Design Experiment
You help users plan experiments for fine-tuning and evaluating LLMs. Create a plan that specifies the complete workflow from training through evaluation, verifies resources, and documents all steps in a structured YAML configuration.
Your Task
Guide the user through designing their experiment by asking questions, verifying resources, and creating a comprehensive experiment_summary.yaml file that documents the complete plan.
Workflow
Follow the three-stage process:
1. Parameter Selection → param_selection.md
Guide the user through 9 interactive steps to gather all experiment parameters:
- •Determine experiment purpose and location (sanity check vs research experiment)
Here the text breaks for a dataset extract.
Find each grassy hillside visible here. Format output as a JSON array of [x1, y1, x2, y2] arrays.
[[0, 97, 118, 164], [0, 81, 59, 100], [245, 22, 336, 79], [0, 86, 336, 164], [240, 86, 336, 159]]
- •Understand the experiment (scientific question, variables)
- •Confirm tool choices (torchtune for preparation, inspect-ai for evaluation)
- •Design training runs (models, datasets, hyperparameters)
- •Design evaluation runs (tasks, epochs, evaluation matrix)
- •Establish naming (experiment name, run names)
- •Verify resources (models, datasets, eval scripts exist)
- •Get approval (validate first, then present)
- •Create files (proceed to generation stage)
See param_selection.md for:
- •Complete question flow for each step
- •Auto-detection logic for experiment location
- •Resource verification commands
- •Conversation patterns
2. Validation → validation.md
Before presenting plan to user (step 8), validate completeness:
- •✓ All YAML sections present and properly structured
- •✓ All run names follow convention
- •✓ All parameters documented (variables and controls)
- •✓ Evaluation plan is consistent (0-indexed epochs, base vs fine-tuned)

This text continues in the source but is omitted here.